Editorial Introduction to the Israel/Palestine Section of the March/April 2009 Tikkun:
Normally Tikkun tries to publish articles that reflect a progressive middle path, but in the heat of the violent struggle that erupted in January 2009, that proved difficult to find.
In our New York Times ad of 1/14/09, which you can read by clicking here, we avoid the discussion of who is really to blame for what happened in Gaza. As you can see by looking at this issue's letters to the editor (see the print edition), which include a representative sample of responses, many of our readers came down heavily on one side or the other. We decided that instead of presenting our perspective once again, we would present two partisans, neither of whom reflects the compassionate tone and attempt to understand the other side that we believe is essential if we are ever to move from the "blame game" to the healing. We hoped thereby to document the extent of each side's inability to hear the suffering of the other side. It is this inability that makes real, tikkunish healing impossible. This healing would be better achieved through the approach outlined by Cherie Brown (see the print edition) and is reflected in the proposals that you can read in our ad or in the introduction to our "Israel at 60" issue from May 2008.

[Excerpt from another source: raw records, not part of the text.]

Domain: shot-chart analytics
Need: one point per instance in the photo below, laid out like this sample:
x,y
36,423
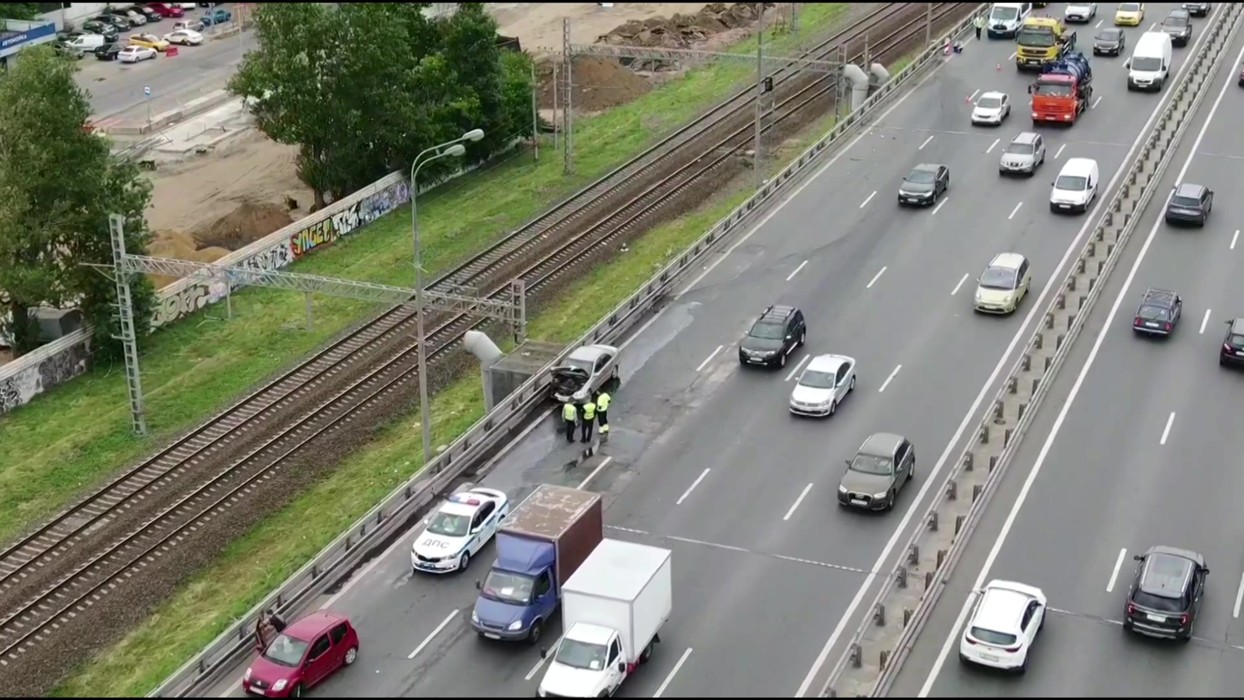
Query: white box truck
x,y
612,609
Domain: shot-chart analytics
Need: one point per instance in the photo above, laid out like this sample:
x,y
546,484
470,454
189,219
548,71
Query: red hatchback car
x,y
305,654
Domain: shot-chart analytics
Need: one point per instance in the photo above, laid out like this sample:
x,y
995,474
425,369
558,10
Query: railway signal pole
x,y
509,307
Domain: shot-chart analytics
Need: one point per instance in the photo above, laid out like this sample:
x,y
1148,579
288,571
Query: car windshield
x,y
506,587
819,379
872,464
921,177
449,525
990,637
998,279
1070,183
1035,37
581,655
1053,90
285,650
768,331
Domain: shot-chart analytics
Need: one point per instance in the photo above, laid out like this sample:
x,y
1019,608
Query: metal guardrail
x,y
391,515
1107,243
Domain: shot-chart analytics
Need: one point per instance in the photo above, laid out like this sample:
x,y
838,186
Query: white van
x,y
1150,64
1076,187
86,42
1005,19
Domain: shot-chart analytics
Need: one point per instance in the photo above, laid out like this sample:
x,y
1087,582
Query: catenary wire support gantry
x,y
510,308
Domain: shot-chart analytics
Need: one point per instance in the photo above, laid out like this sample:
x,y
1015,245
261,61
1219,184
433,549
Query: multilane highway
x,y
1145,450
704,458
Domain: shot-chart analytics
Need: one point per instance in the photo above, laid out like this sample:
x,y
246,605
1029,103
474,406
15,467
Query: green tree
x,y
59,184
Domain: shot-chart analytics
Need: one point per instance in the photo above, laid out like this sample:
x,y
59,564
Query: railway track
x,y
540,254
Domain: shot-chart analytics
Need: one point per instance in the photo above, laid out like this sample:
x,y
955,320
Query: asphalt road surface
x,y
1145,450
704,458
117,90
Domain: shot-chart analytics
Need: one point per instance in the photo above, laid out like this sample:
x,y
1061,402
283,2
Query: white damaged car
x,y
458,529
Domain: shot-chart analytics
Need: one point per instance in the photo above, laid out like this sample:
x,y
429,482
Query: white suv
x,y
1003,626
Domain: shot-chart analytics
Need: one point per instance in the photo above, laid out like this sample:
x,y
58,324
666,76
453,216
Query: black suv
x,y
1233,345
1189,204
1166,593
774,336
1158,313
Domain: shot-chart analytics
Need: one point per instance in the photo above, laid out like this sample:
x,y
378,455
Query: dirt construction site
x,y
213,200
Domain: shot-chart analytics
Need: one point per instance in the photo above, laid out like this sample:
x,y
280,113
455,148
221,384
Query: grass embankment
x,y
194,367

Both print editions can be bought here:
https://www.reachandteach.com/store/index.php?l=product_list&c=30.
Website Editor's note: This article by Doug Lieb responds only to the print version of Jerome Slater's "A Perfect Moral Catastrophe," which you can read by clicking here. Both were printed in the March/April 2009 issue of Tikkun. While that was going to print, Jerome Slater prepared a much longer, footnoted version of his article for the web, which you can read by clicking here, to which Doug Lieb naturally did not have access.
March 31, 2009: Jerome Slater has now written a response to Doug Lieb, here.

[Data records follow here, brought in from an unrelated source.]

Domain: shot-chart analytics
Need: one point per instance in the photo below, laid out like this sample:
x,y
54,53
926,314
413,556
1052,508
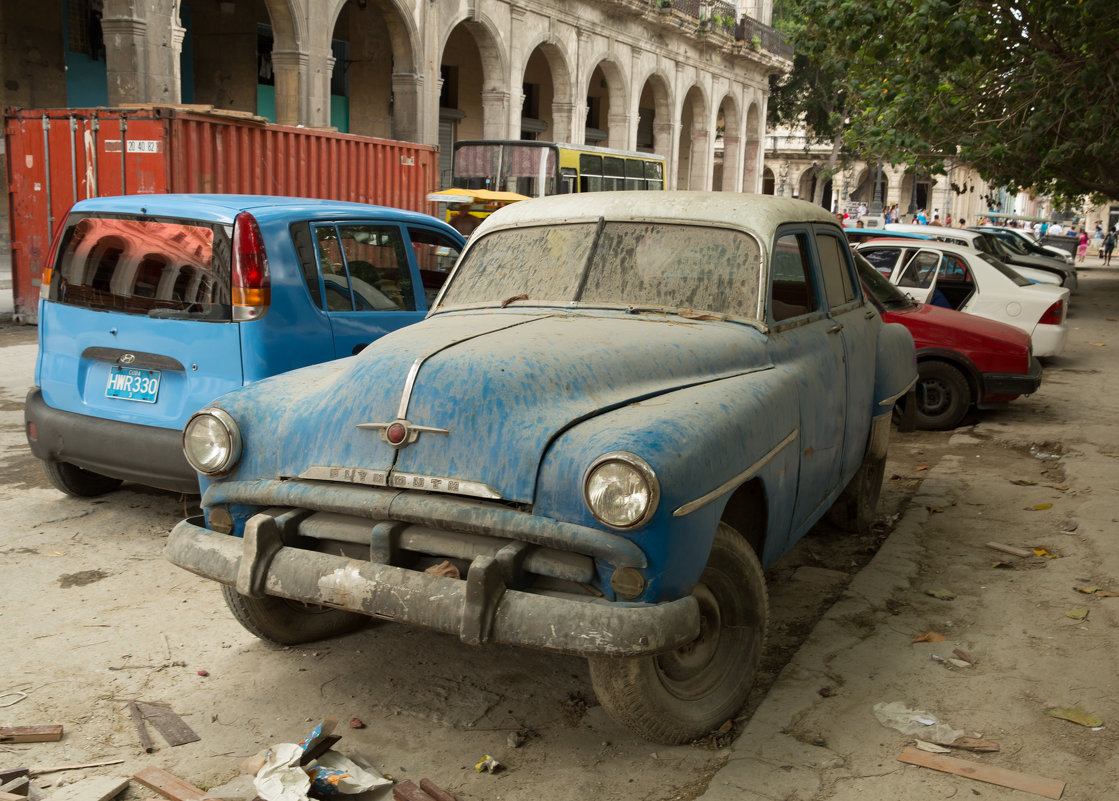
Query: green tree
x,y
1024,91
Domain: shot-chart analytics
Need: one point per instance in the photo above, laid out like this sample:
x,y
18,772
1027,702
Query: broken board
x,y
1038,785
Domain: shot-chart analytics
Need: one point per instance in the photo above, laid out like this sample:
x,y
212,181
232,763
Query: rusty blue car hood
x,y
488,390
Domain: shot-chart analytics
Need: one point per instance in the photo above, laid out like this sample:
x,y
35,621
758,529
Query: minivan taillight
x,y
1053,316
252,288
48,271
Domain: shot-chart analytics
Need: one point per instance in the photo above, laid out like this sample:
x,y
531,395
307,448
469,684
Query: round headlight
x,y
621,490
212,442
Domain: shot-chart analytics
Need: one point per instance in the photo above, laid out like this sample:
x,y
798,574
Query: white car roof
x,y
757,214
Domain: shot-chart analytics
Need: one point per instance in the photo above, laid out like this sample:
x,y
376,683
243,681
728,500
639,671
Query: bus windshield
x,y
525,168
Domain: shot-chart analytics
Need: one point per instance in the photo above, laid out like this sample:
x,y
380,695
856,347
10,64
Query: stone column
x,y
732,148
621,132
496,115
407,106
289,68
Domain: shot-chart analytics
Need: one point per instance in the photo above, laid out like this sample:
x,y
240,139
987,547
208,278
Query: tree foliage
x,y
1024,91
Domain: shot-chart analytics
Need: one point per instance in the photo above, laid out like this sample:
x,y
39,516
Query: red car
x,y
961,359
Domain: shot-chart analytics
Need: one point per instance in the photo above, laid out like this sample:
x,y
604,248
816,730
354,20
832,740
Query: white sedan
x,y
961,279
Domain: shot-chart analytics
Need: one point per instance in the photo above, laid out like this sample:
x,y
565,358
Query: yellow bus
x,y
536,169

The title of Jerome Slater's "A Perfect Moral Catastrophe" pretty well sums up this comprehensive brief against Israel.
For Slater, Israel doesn't just suffer from bad policymaking. It is rotten to its core. Slater's Israel deliberately blows up hospitals, violates every principle of just war theory, and endangers "the entire world." Its leaders are not to be believed when they say they want peace, nor are its adversaries when they say they want to destroy it. Those looking for the shades of gray of a complex reality should look elsewhere.
To be fair, however, Slater's essay is original and illuminating in its own way. For he has the courage to argue explicitly what most of Israel's critics would rather let linger under the surface: that unless Israel withdraws completely to its pre-1967 borders, Israeli civilians should be allowed to die.
This erroneous, counterproductive, and unethical view has little to do with just war theory, and much in common with those who just want to wage war on Israel.
***
Slater begins with the question, "Did Israel have a moral right to go to war against Hamas in order to end its rocket attacks aimed at the Israeli population?" He says no, as "it is widely argued" that Israel's 2005 withdrawal from Gaza was just a ruse to consolidate its control over the West Bank.
Many things are widely argued, of course, but that does not make them true. In reality, Israel left Gaza because it was not in Israel's interest to continue ruling 1.5 million Palestinians there. The scrupulously balanced European Union welcomed "the historic progress made on Israel's withdrawal from Gaza," believing that "disengagement should be a significant step towards implementing the Quartet Roadmap."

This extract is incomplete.